The key financials are:
Chairman Bill Mustoe commented:
"We have set out a clear path to develop First Milk into an added value food business and 2011/12 was notable for the opportunities we realised, as well as the delivery of a robust financial performance in tough market conditions.
"Over the last 12 months we have bought two businesses - a soft and grated cheese operation in Fife and a sports nutrition business in Manchester. These purchases have not only enabled us to diversify our product and customer base, but most importantly they provide a broader platform to drive cash for our farmer shareholders.
"Also notably during the year we set up a joint venture with the New Zealand company Fonterra to produce premium whey proteins at our Lake District Creamery, with the first product for the joint venture being produced over the last few weeks.
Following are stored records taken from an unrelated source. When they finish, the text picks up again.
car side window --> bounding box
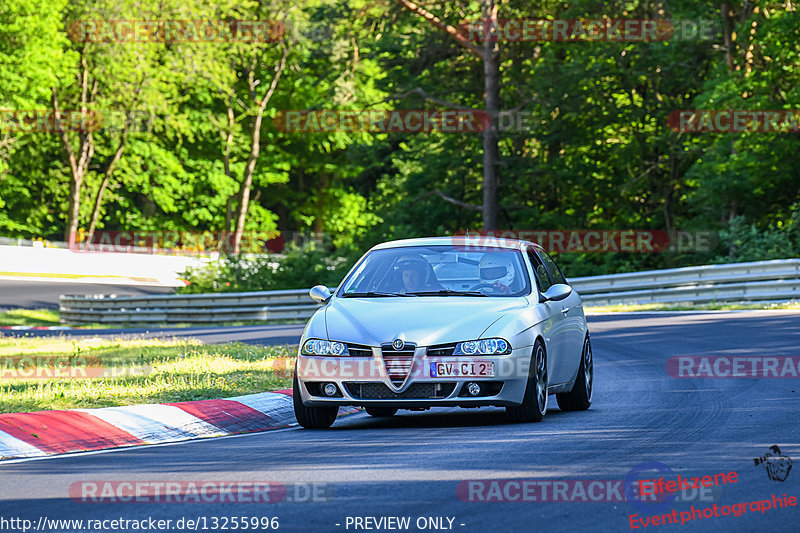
[528,248,552,292]
[539,250,569,285]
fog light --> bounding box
[467,381,481,396]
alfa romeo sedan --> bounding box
[293,237,594,428]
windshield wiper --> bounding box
[342,291,416,298]
[408,289,486,297]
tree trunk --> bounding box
[50,69,94,248]
[233,48,289,254]
[397,0,500,231]
[483,0,500,231]
[86,122,130,242]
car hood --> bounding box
[325,296,528,346]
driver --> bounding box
[397,259,437,292]
[479,253,514,294]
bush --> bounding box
[178,245,350,293]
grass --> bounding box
[0,335,295,413]
[585,300,800,313]
[0,309,61,326]
[0,309,298,329]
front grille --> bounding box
[428,344,456,357]
[381,344,416,387]
[344,382,456,400]
[347,343,372,357]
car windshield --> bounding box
[338,245,530,298]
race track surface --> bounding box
[0,279,173,309]
[0,312,800,533]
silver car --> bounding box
[293,236,594,428]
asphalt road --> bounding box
[0,324,304,345]
[0,279,172,309]
[0,312,800,533]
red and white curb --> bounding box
[0,326,74,331]
[0,389,358,460]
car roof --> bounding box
[372,234,533,250]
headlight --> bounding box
[453,339,511,355]
[301,339,350,355]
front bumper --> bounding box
[296,346,532,409]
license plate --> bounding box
[431,361,494,378]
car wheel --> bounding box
[556,335,594,411]
[292,374,339,429]
[364,407,397,418]
[506,339,547,422]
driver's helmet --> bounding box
[479,253,514,287]
[395,257,428,278]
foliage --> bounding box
[179,244,350,293]
[0,0,800,282]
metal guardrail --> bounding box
[59,289,328,324]
[570,259,800,306]
[60,259,800,324]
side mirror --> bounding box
[542,283,572,302]
[308,285,331,303]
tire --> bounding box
[292,372,339,429]
[556,334,594,411]
[364,407,397,418]
[506,339,548,422]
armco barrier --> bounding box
[61,259,800,324]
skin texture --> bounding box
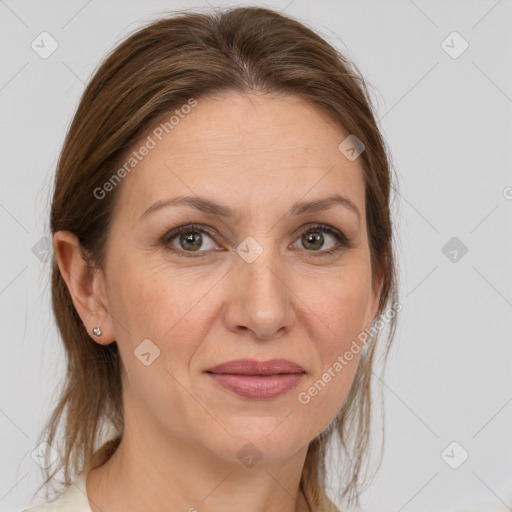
[54,93,379,512]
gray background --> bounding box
[0,0,512,512]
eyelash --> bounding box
[158,223,354,258]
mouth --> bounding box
[205,359,306,400]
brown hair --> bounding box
[36,7,397,511]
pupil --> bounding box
[180,232,201,251]
[305,232,323,249]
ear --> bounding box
[53,231,115,345]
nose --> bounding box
[224,249,295,340]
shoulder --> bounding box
[19,473,91,512]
"As well as paying members a return on their investment related to our performance in the first half of this financial year, we also announced a dividend payment in March as a result of the margin we made on a range of business activities.
"It was with great regret that for the first time on my watch we had to reduce our milk prices recently. Right now the global demand for dairy has been hit by some short term over-supply. However the market will recover as supply and demand move back into balance, and returns will be strong in the long-term."
"Over the last couple of years we have consistently delivered: strong profit delivery, improved milk prices, regular returns to members and added value acquisitions, the benefits of which, are still developing."
"We have clearly demonstrated from our actions that we can visibly reshape the business. First Milk is evolving every day into the business that British farmers want, deserve, and most importantly control."